LSTM - Long Short-term memory , kind of RNN used for sequence datasets , it tries to understand sequence of words present in the input and not consider it a single entity

In [None]:
# The main and most important feature of RNN is its Hidden state, which remembers some information about a sequence. The state is also referred to as **Memory State** since it remembers the previous input to the network

In [None]:
# Building the model
model = Sequential([])
# adding the embedding layer
model.add(Embedding(input_dim=5000,output_dim=128,input_length=200))
model.add(LSTM(128,dropout=0.2,recurrent_dropout=0.2))
model.add(Dense(1,activation='sigmoid'))

In [None]:
model.summary()

Model: "sequential_1"
_________________________________________________________________
 Layer (type)                Output Shape              Param #   
 embedding (Embedding)       (None, 200, 128)          640000    
                                                                 
 lstm (LSTM)                 (None, 128)               131584    
                                                                 
 dense (Dense)               (None, 1)                 129       
                                                                 
Total params: 771713 (2.94 MB)
Trainable params: 771713 (2.94 MB)
Non-trainable params: 0 (0.00 Byte)
_________________________________________________________________


In [None]:
# 5000*128 = 640000 -> input_dim*output_dim for embedding layer
# lstm is recurrent layer and has 131584 parameters
# dense layer has input 128 but outputs 1 , total parameters = 128*1 + 1(bias parameter) ,
# dropout means how many values to be fed null to neurons to reduce overfitting
# Dropout is a regularization technique in which some proportion of the neurons in a network are randomly "dropped out" or ignored during training.
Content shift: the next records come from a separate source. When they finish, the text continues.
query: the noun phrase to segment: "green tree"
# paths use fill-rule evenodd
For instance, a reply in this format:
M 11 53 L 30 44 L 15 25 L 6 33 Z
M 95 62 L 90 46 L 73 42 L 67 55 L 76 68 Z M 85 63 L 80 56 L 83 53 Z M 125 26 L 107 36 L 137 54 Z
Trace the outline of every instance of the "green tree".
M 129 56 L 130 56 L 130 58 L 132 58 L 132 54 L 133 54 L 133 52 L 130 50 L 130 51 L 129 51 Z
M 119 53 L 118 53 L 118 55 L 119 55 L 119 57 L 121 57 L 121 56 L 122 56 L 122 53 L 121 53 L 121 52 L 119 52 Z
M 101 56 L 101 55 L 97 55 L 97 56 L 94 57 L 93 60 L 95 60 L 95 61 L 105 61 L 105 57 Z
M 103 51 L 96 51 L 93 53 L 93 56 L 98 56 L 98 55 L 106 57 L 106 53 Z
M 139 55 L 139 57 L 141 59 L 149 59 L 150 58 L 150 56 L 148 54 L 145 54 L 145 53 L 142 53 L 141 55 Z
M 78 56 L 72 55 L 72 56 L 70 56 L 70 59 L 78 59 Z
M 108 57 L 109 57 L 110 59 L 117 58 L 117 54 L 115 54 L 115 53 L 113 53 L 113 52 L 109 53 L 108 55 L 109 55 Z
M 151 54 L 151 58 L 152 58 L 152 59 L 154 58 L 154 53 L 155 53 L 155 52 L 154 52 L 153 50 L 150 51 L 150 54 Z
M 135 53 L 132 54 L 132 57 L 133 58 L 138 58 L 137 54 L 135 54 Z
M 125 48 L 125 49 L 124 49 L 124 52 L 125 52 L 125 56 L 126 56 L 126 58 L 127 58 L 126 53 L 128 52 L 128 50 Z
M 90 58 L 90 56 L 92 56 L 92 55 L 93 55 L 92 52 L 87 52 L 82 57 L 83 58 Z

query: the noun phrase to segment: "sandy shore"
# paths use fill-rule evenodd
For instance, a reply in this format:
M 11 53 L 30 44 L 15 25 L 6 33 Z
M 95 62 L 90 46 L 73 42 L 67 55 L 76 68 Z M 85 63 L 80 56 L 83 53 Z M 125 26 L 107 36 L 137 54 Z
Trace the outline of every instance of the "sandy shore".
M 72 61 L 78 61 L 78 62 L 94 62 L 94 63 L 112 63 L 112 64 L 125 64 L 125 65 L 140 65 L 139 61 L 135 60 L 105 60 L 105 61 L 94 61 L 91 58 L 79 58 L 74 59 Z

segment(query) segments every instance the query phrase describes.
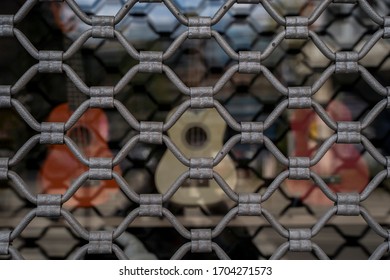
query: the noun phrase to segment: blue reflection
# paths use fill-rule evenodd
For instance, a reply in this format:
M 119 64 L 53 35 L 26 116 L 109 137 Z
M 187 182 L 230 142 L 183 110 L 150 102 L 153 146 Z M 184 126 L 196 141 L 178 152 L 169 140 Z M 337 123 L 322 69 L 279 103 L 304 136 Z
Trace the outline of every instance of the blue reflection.
M 248 21 L 257 32 L 272 32 L 276 29 L 276 21 L 269 15 L 263 6 L 256 6 L 250 14 Z
M 184 13 L 197 11 L 203 1 L 204 0 L 173 0 L 176 6 Z
M 225 107 L 236 120 L 252 121 L 264 106 L 250 95 L 236 94 Z
M 115 16 L 122 8 L 122 4 L 118 1 L 108 1 L 96 13 L 98 16 Z
M 84 12 L 91 13 L 91 14 L 96 13 L 104 3 L 108 2 L 107 0 L 75 0 L 75 1 Z
M 179 24 L 164 4 L 155 5 L 148 13 L 148 20 L 157 32 L 173 32 Z
M 226 35 L 230 39 L 232 48 L 238 50 L 250 50 L 257 33 L 246 22 L 236 22 L 229 26 Z
M 207 1 L 204 5 L 203 8 L 201 8 L 199 12 L 199 16 L 202 17 L 213 17 L 216 12 L 222 7 L 224 4 L 224 1 Z M 213 26 L 213 29 L 220 32 L 224 33 L 226 30 L 226 27 L 232 23 L 233 17 L 229 14 L 226 13 L 223 18 Z
M 122 34 L 136 47 L 144 47 L 144 44 L 151 43 L 159 38 L 143 17 L 134 17 L 129 20 L 129 24 L 124 28 Z

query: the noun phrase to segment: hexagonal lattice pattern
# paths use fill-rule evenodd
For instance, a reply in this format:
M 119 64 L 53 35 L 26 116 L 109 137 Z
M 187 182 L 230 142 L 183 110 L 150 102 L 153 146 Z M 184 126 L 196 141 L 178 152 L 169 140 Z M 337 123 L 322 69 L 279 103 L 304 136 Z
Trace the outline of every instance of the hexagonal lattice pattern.
M 371 259 L 388 253 L 390 231 L 370 202 L 389 192 L 390 128 L 375 132 L 390 106 L 385 4 L 64 2 L 26 0 L 16 12 L 0 11 L 0 40 L 13 39 L 32 61 L 17 81 L 0 80 L 1 113 L 12 109 L 34 131 L 17 148 L 0 135 L 0 180 L 20 217 L 9 219 L 0 208 L 1 258 L 336 259 L 346 258 L 351 244 Z M 38 6 L 48 26 L 66 33 L 62 47 L 26 35 Z M 47 89 L 49 76 L 64 80 L 65 117 L 43 112 L 65 99 Z M 24 91 L 39 95 L 32 99 L 41 111 L 29 108 Z M 83 97 L 72 103 L 69 92 Z M 98 128 L 80 125 L 88 118 Z M 111 138 L 110 122 L 121 130 Z M 94 139 L 110 147 L 90 153 Z M 82 172 L 58 183 L 66 172 L 44 167 L 37 177 L 47 187 L 30 184 L 20 167 L 36 164 L 33 154 L 42 153 L 34 149 L 44 145 L 48 157 L 62 151 L 62 160 Z M 356 190 L 350 178 L 364 186 Z M 93 201 L 74 204 L 83 194 Z M 190 198 L 184 203 L 191 207 L 178 207 L 178 198 Z M 197 213 L 197 226 L 181 219 L 183 212 Z M 202 220 L 210 213 L 218 215 Z M 346 223 L 356 223 L 352 233 Z M 137 225 L 133 233 L 148 249 L 163 232 L 167 244 L 159 238 L 150 254 L 127 232 Z M 325 233 L 336 236 L 333 247 Z M 56 238 L 68 241 L 47 245 Z

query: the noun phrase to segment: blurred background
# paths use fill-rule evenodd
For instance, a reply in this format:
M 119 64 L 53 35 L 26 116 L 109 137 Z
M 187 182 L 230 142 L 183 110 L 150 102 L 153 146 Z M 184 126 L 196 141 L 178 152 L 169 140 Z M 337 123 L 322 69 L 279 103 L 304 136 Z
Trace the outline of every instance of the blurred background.
M 76 0 L 88 15 L 115 15 L 124 0 Z M 173 0 L 185 15 L 213 16 L 223 5 L 222 0 Z M 321 1 L 269 1 L 281 15 L 309 16 Z M 369 1 L 381 15 L 389 15 L 390 1 Z M 22 0 L 2 0 L 0 14 L 14 14 Z M 66 5 L 39 3 L 18 24 L 38 50 L 66 50 L 73 40 L 88 29 Z M 331 4 L 311 25 L 333 51 L 360 50 L 378 30 L 367 14 L 353 4 Z M 284 27 L 278 25 L 262 5 L 235 4 L 218 24 L 213 26 L 236 52 L 264 51 Z M 164 4 L 137 3 L 117 26 L 125 38 L 138 50 L 164 51 L 186 28 Z M 389 41 L 380 39 L 360 61 L 382 85 L 389 84 Z M 36 63 L 16 38 L 0 38 L 0 84 L 13 85 Z M 136 65 L 115 39 L 89 39 L 69 65 L 77 69 L 87 86 L 113 86 Z M 189 87 L 213 86 L 231 65 L 236 64 L 213 40 L 186 40 L 166 61 L 177 76 Z M 311 40 L 283 40 L 263 62 L 279 80 L 289 87 L 311 86 L 331 62 L 321 54 Z M 65 75 L 39 74 L 17 94 L 16 98 L 38 122 L 52 119 L 67 104 L 77 108 L 83 96 L 69 85 Z M 283 96 L 264 75 L 238 74 L 216 95 L 236 121 L 264 121 L 283 100 Z M 319 102 L 336 121 L 359 121 L 380 101 L 376 93 L 359 74 L 333 75 L 315 94 Z M 117 99 L 139 121 L 165 121 L 183 100 L 183 94 L 164 74 L 137 74 Z M 74 107 L 72 107 L 74 106 Z M 390 152 L 389 111 L 384 110 L 364 130 L 364 135 L 377 150 Z M 85 136 L 88 126 L 75 130 L 71 137 L 88 149 L 91 138 L 97 137 L 105 153 L 115 155 L 129 139 L 137 134 L 116 110 L 91 118 L 99 119 L 98 136 Z M 206 121 L 212 119 L 212 121 Z M 218 131 L 220 137 L 211 137 Z M 311 156 L 333 131 L 313 110 L 285 110 L 267 129 L 266 135 L 286 156 Z M 12 157 L 35 132 L 12 109 L 0 110 L 0 157 Z M 190 112 L 168 132 L 186 155 L 218 152 L 234 132 L 213 111 Z M 77 142 L 77 141 L 76 141 Z M 207 149 L 205 148 L 207 146 Z M 34 192 L 63 193 L 61 178 L 70 178 L 77 165 L 61 158 L 53 159 L 52 150 L 36 145 L 15 170 Z M 65 154 L 64 157 L 67 155 Z M 210 155 L 212 156 L 212 155 Z M 71 161 L 71 159 L 69 159 Z M 67 166 L 72 166 L 68 169 Z M 137 193 L 163 193 L 171 184 L 168 170 L 180 169 L 181 163 L 164 145 L 137 144 L 116 170 Z M 50 178 L 50 169 L 62 172 L 60 178 Z M 334 145 L 313 167 L 332 190 L 360 192 L 383 170 L 362 145 Z M 237 144 L 221 166 L 221 173 L 236 192 L 264 192 L 275 177 L 285 170 L 276 158 L 261 145 Z M 75 179 L 75 178 L 73 178 Z M 64 180 L 63 180 L 64 181 Z M 50 187 L 57 182 L 55 187 Z M 62 186 L 61 186 L 62 184 Z M 186 186 L 196 185 L 207 193 L 208 182 L 188 181 L 180 196 L 165 205 L 187 228 L 215 227 L 234 206 L 228 197 L 212 202 L 191 200 Z M 115 228 L 123 218 L 138 207 L 132 204 L 116 185 L 99 190 L 99 186 L 84 186 L 76 198 L 64 207 L 89 230 Z M 190 188 L 188 188 L 189 190 Z M 384 228 L 390 224 L 390 185 L 383 181 L 363 205 Z M 212 193 L 210 193 L 212 195 Z M 187 197 L 188 199 L 183 199 Z M 332 202 L 310 181 L 283 182 L 266 201 L 267 208 L 285 227 L 311 227 Z M 0 182 L 0 229 L 13 228 L 34 208 L 18 195 L 7 182 Z M 367 259 L 383 242 L 359 217 L 335 217 L 313 239 L 331 259 Z M 169 259 L 185 243 L 185 239 L 165 219 L 137 218 L 120 246 L 135 259 Z M 276 231 L 259 217 L 235 218 L 215 239 L 232 259 L 268 259 L 283 242 Z M 27 259 L 65 259 L 84 244 L 64 223 L 37 218 L 14 241 L 14 246 Z M 126 251 L 127 250 L 127 251 Z M 103 256 L 111 258 L 113 256 Z M 385 256 L 386 257 L 386 256 Z M 0 256 L 0 258 L 2 258 Z M 216 258 L 214 254 L 188 254 L 186 258 Z M 310 259 L 311 254 L 288 253 L 286 259 Z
By dropping out neurons, dropout helps to reduce the co-adaptation between neurons and to prevent overfitting on the training data.
# Dropout is a regularization method where input and recurrent connections to LSTM units are probabilistically excluded from activation and weight updates while training a network. This has the effect of reducing overfitting and improving model performance.


In [None]:
model.compile(optimizer='adam',loss='binary_crossentropy',metrics=['accuracy'])

In [None]:
# Training the model
model.fit(X_train,Y_train,epochs=5,batch_size=64,validation_split=0.2)

In [None]:
# evaluation
loss,accuracy = model.evaluate(X_test,Y_test)
print(loss)
print(accuracy)

In [None]:
# Building a predictive System //

def predict_sentiment(review):
  # tokenize and pad the data/review
  padded_sequence = pad_sequences(tokenizer.texts_to_sequences([review],maxlen=200))
  prediction = model.predict(pad_sequence)
  sentiment='Positive' if prediction[0][0]>0.5 else 'Negative'
  return sentiment

In [None]:
# testing the predictive system //
review = 'The movie was very very romantic , I just loved it!'
sentiment = predict_sentiment(review)
print(f'The sentiment of the movie is {sentiment}')

In [None]:
# testing the predictive system //
review = 'The movie was totally my 3 hr time waste , I want my money back !'
sentiment = predict_sentiment(review)
print(f'The sentiment of the movie is {sentiment}')

In [None]:
print('This project too is very practical, its good')

This project too is very practical, its good


In [None]:
print('20LPA+plsbg')

20LPA+plsbg